De Kernprognose 2021–2070 betreft een update van de Bevolkingsprognose 2020–2070. Anders dan bij de Bevolkingsprognose, wordt de bevolking in de Kernprognose niet naar migratieachtergrond onderscheiden. Bij het opstellen van de Kernprognose wordt gekeken naar de recente ontwikkelingen op het gebied van geboorte, sterfte en migratie en naar de aansluiting van de recente prognose(s) op de waarnemingen. Op basis van de bevindingen worden vervolgens de veronderstellingen uit de meest recente prognose bijgesteld of, wanneer daartoe aanleiding is, opnieuw opgesteld.
De prognose beschrijft de meest waarschijnlijke ontwikkeling van de bevolking. Deze verwachting kent ook onzekerheden. Daarom worden prognose-intervallen berekend, een marge (onder- of bovengrens) rond de prognose die een indruk geeft van de verwachte nauwkeurigheid van die prognose.

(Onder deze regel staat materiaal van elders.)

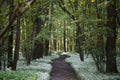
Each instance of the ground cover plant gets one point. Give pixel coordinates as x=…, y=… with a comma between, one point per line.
x=87, y=70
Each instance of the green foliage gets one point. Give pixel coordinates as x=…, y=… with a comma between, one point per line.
x=17, y=75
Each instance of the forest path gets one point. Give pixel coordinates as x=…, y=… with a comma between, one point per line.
x=62, y=70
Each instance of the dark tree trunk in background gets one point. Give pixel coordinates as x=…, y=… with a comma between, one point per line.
x=0, y=53
x=64, y=34
x=38, y=45
x=111, y=66
x=10, y=48
x=79, y=40
x=10, y=37
x=46, y=47
x=17, y=44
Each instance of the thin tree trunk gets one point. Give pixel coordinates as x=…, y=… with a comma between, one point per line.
x=17, y=43
x=10, y=37
x=111, y=66
x=64, y=34
x=79, y=41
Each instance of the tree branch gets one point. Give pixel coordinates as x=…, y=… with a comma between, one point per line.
x=14, y=17
x=61, y=5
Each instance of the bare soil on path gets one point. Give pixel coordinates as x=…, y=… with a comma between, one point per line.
x=62, y=70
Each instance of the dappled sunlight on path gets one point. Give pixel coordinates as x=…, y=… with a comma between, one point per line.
x=62, y=70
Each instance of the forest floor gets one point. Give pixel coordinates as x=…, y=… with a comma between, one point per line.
x=62, y=70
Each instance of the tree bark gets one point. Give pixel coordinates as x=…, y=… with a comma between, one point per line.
x=10, y=37
x=79, y=40
x=111, y=66
x=38, y=45
x=17, y=43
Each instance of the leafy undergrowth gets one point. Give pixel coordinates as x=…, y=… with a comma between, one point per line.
x=87, y=71
x=38, y=70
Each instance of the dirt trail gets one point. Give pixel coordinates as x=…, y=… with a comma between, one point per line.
x=62, y=70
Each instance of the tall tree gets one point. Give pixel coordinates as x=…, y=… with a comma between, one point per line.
x=111, y=66
x=10, y=37
x=17, y=45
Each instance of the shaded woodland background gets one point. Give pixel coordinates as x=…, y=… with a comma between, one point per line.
x=36, y=28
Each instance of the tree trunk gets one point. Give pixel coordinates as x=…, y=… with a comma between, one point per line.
x=17, y=43
x=64, y=34
x=10, y=48
x=111, y=66
x=46, y=47
x=38, y=45
x=10, y=37
x=79, y=41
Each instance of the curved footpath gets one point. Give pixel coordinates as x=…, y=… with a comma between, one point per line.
x=62, y=70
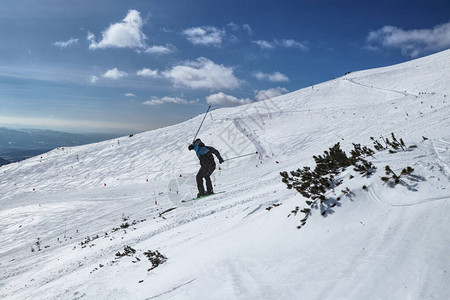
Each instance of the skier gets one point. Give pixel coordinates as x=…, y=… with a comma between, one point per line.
x=207, y=166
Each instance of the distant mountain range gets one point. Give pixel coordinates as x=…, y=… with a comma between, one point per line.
x=3, y=162
x=20, y=144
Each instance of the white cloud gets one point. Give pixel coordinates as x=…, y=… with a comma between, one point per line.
x=114, y=74
x=274, y=77
x=203, y=74
x=270, y=93
x=247, y=28
x=293, y=44
x=159, y=101
x=226, y=100
x=412, y=42
x=267, y=45
x=126, y=34
x=205, y=35
x=159, y=49
x=65, y=44
x=93, y=79
x=236, y=27
x=146, y=72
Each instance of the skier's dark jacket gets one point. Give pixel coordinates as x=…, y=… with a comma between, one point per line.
x=204, y=153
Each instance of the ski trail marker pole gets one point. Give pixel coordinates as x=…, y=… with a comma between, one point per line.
x=253, y=153
x=209, y=107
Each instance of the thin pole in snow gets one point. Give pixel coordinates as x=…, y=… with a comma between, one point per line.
x=241, y=156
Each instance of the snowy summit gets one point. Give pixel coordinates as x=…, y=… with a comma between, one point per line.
x=106, y=221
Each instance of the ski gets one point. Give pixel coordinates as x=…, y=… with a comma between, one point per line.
x=221, y=192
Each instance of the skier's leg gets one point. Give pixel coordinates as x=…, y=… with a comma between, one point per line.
x=209, y=188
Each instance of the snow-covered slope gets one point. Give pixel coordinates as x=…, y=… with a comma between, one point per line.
x=380, y=243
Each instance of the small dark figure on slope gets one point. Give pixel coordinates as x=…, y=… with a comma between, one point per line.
x=207, y=166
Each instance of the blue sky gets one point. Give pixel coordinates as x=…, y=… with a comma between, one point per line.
x=129, y=66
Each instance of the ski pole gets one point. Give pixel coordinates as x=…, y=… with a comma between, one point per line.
x=241, y=156
x=201, y=124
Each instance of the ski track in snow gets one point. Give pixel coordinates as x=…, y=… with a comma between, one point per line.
x=383, y=243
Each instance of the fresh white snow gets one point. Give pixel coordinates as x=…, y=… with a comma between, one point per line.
x=380, y=243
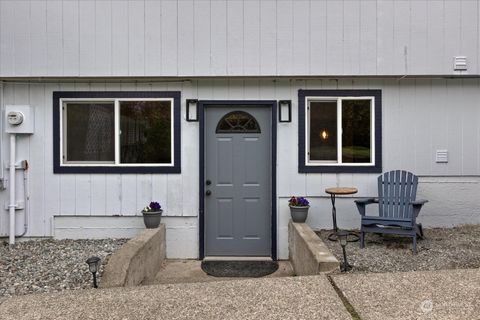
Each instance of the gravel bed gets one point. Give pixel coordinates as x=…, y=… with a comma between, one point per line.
x=50, y=265
x=442, y=248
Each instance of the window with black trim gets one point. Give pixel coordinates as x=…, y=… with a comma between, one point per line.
x=340, y=131
x=118, y=132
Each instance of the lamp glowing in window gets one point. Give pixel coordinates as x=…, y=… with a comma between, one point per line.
x=324, y=135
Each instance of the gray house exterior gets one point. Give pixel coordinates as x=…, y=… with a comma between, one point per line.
x=374, y=85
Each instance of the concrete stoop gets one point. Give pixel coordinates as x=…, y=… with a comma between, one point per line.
x=308, y=254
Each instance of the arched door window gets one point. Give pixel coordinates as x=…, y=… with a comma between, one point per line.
x=238, y=122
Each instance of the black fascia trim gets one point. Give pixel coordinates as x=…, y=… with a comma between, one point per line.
x=175, y=95
x=302, y=94
x=201, y=108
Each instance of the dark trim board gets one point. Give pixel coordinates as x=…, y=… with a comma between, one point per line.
x=201, y=109
x=303, y=168
x=175, y=95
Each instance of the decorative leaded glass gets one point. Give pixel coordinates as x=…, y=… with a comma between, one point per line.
x=238, y=122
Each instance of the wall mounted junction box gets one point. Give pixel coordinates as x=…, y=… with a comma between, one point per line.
x=19, y=119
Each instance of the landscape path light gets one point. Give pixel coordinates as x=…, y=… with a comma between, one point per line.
x=342, y=237
x=93, y=265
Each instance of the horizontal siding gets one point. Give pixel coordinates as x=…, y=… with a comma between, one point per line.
x=237, y=38
x=419, y=117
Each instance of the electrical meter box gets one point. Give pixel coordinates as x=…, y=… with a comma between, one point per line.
x=19, y=119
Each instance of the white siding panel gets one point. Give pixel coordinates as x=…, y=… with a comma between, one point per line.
x=54, y=38
x=7, y=44
x=385, y=36
x=301, y=34
x=235, y=38
x=470, y=34
x=284, y=37
x=201, y=34
x=52, y=187
x=71, y=38
x=120, y=38
x=421, y=124
x=37, y=165
x=170, y=40
x=417, y=58
x=268, y=39
x=103, y=36
x=368, y=37
x=22, y=38
x=153, y=38
x=335, y=34
x=251, y=31
x=401, y=40
x=454, y=127
x=318, y=37
x=186, y=46
x=435, y=38
x=87, y=35
x=439, y=126
x=352, y=44
x=136, y=37
x=470, y=123
x=38, y=36
x=452, y=35
x=218, y=40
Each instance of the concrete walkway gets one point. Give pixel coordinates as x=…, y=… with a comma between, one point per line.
x=446, y=294
x=266, y=298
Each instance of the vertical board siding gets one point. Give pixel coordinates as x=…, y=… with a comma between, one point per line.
x=237, y=37
x=420, y=116
x=71, y=39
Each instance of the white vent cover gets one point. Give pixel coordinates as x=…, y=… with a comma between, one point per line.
x=460, y=63
x=441, y=156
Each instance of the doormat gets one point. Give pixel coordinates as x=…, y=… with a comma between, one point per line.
x=245, y=269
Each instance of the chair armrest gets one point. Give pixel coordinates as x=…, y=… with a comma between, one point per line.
x=417, y=206
x=420, y=202
x=361, y=203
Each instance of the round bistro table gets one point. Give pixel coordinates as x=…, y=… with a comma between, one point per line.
x=338, y=191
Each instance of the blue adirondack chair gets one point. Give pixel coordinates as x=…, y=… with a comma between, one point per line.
x=397, y=207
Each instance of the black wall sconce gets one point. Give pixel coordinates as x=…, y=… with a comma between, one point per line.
x=192, y=110
x=285, y=111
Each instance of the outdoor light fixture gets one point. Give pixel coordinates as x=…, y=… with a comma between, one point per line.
x=342, y=237
x=192, y=110
x=93, y=264
x=285, y=111
x=324, y=134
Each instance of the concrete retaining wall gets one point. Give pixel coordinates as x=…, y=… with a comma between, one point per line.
x=308, y=254
x=137, y=261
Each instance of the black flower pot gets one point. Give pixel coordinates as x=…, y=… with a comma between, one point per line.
x=152, y=219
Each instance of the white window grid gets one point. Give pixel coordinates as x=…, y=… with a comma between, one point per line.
x=339, y=161
x=117, y=133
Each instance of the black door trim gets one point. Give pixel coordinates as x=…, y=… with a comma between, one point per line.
x=202, y=104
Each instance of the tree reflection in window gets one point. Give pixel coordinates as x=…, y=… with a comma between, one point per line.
x=238, y=122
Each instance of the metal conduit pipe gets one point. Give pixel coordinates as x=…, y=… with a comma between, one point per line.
x=12, y=205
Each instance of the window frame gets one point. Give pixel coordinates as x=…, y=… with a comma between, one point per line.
x=322, y=166
x=116, y=97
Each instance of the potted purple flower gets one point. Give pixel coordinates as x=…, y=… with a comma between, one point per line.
x=152, y=215
x=298, y=208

Voor de Kernprognose 2021–2070 zijn de veronderstellingen van de Bevolkingsprognose 2020–2070 op basis van recente ontwikkelingen geactualiseerd. Deze actualisering wordt in dit artikel beschreven. In paragraaf 2 worden recente ontwikkelingen besproken en vergeleken met de uitkomsten van de Bevolkingsprognose uit 2020. Paragraaf 3 beschrijft de bijgestelde veronderstellingen en resultaten voor geboorte, sterfte en migratie. In paragraaf 4 volgt een beschrijving van de toekomstige ontwikkeling van de bevolking.